This story is 5 years old, yet it rings true today! Cara STILL has her degree and her education, and still inspires others with her story.
A college degree is one of the best gifts you’ll ever give yourself. It’s deliciously something you do for you and only you. It can’t be transferred, stollen or lost. If there is one piece of advice I give to women of any age, it is, “Get your degree.”
Ok, so I’m sounding dogmatic. Think of my words as a little terrier who grabs your skirt hem and won’t let go until you hear the truth, or my opinion. Gee, is there a difference? I know you’ve heard about people who brag, “I make a million dollars a year and never attended school.” I think that’s great for them, and then there’s the rest of us.
I’d like you to meet Cara who has an amazing story. Cara Czarnecki is a leader in the Irish Network Phoenix. I knew her by her enthusiasm for the mission of the group, but during a conservation over coffee, she casually mentioned that in a week, she’d be earning her bachelors degree. Most would call her an non-traditional student, but I see her as an amazing woman with an inspiring educational story to tell. You’ll have to read it for yourself.
by Cara Czarnecki
I’M DONE! I have just completed a 28 year journey. In 1988 I graduated from high school in Arizona which is where this journey began. I was awarded a scholarship for a private all-girl’s school in Missouri. I lasted one semester there, then wanted to move back to Arizona.
In the course of this college journey I have attended five colleges in three states and two countries. I’ve been through the death of family members, had babies, survived deployments, marriage and divorce.
I have raised a family, supported a husband in the Military, had several jobs and LOTS of volunteer hours with the Boy Scouts, Girl Scouts, a playhouse in Germany, classrooms and Military organizations. I even survived a real estate market crash. I moved 12 times in 10 years and lived in three different countries during this time. Just reading all of that makes me tired.

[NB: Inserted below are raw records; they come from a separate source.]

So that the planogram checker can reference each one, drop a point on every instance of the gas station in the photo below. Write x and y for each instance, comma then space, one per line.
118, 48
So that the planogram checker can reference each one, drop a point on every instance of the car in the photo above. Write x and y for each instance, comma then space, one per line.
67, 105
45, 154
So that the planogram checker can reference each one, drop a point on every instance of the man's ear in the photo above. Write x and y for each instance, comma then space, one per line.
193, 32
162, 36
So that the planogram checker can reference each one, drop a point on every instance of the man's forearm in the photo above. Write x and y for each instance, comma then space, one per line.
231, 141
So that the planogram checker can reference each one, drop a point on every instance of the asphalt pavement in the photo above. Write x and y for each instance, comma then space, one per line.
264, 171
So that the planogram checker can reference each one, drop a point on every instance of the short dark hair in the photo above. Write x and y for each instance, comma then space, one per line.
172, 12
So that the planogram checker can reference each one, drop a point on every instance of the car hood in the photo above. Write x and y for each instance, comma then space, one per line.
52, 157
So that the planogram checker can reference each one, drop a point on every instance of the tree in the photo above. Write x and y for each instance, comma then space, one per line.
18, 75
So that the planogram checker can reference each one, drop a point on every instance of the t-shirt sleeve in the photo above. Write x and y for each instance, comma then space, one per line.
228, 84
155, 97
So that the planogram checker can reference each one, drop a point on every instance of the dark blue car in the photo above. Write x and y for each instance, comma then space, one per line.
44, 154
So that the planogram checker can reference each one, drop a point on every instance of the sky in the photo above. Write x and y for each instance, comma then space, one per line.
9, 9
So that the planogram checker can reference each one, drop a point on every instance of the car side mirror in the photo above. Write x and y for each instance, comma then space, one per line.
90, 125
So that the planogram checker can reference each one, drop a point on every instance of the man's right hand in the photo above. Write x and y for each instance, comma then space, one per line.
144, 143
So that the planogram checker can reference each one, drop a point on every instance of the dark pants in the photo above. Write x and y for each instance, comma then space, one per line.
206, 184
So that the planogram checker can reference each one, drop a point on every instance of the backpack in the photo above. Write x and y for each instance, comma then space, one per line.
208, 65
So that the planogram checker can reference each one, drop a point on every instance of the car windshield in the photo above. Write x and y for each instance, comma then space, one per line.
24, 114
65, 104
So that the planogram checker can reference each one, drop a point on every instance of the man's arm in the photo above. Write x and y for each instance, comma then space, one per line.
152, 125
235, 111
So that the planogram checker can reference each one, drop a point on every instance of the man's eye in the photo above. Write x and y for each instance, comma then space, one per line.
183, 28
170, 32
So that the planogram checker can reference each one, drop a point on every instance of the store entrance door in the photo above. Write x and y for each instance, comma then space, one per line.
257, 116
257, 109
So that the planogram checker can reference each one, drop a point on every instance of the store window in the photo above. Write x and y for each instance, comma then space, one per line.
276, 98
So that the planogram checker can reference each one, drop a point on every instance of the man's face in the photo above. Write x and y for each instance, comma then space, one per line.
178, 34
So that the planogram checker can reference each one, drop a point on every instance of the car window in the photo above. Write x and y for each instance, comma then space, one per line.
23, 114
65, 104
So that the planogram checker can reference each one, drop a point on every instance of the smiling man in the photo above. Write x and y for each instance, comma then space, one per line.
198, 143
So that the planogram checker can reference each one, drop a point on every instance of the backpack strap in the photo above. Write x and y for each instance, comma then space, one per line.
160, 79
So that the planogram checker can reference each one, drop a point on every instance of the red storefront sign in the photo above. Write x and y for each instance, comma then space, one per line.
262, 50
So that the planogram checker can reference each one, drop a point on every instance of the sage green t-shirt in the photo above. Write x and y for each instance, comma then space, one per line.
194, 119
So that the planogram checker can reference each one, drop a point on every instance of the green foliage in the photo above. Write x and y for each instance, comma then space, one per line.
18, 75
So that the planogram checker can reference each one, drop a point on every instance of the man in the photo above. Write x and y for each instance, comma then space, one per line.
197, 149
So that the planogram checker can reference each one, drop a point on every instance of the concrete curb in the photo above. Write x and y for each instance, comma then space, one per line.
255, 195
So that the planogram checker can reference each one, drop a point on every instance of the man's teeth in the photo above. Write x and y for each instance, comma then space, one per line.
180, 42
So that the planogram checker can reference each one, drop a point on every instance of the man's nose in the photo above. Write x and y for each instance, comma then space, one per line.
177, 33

I took classes when life, time and money allowed, and sometimes that meant 10 years between classes. I remember a time when I lived in Germany and my (then) husband had just been deployed to Iraq for a minimum of a year. I was sitting at the desk in the living room working on a 25 page paper that was due the next day.
I had already put my son to bed, when I heard him call from his room, “Mom, can you come snuggle with me?” Before I could even answer he followed that up with, “Oh…that’s right…you have homework.”

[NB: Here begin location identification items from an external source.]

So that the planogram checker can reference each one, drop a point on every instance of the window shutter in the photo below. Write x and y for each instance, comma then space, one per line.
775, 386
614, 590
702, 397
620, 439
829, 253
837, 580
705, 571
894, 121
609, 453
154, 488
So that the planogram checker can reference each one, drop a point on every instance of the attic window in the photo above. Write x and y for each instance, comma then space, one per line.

I felt like my heart was being ripped out of my chest. I knew I would be up all night as it was and had to be up in the morning to take my kids to school, but how could I resist? My son needed me. So I responded, “Of course I can snuggle. I’ll be right there.”
So many times I wondered if my journey was worth it. Does a degree really matter? Is it just a piece of paper? I felt like my life’s experiences taught me more than any book ever could, and I considered myself a highly educated, well-read, and well-traveled woman.
Then, last year, a friend told me about a job that was a perfect fit for me. I updated my resume and filled out the application. In the application directions, the instructions were to only list the school if a degree or certificate had been received. I realized that no matter how I viewed myself, this company, and the “world,” saw me as a 45 year old high school graduate.
Statistics state that being unable to balance school, job and family is one of the top reasons for dropping out of school. Statistics also state that 70% of Americans will study at a 4-year college but less than 2/3 of those will graduate. I did not want to be a statistic and I wanted my diploma to accurately reflect who I am.
That was motivation enough to finish this journey. I had enough credits for two degrees but lacked the last few required classes to allow me to get that coveted piece of paper.
So after 28 years, I’M DONE!
Cara deserves a standing ovation for the perseverance she has developed! No matter what else she does in her life, she can look proudly at her degree and know that she is a woman who has “finish-itive.” This confidence will serve her well wherever she goes.
There’s an old saying, “Education is wasted on the young.” However, it’s so much easier to study and to focus on classes, before one’s attention is divided between the responsibilities of children, husbands, and the other realities of being an adult.
At any age, you win! Getting a degree does not make you smarter, yet it has the power to open doors that were previously closed to you. The confidence gained from finishing, of saying I’m done—is like no other!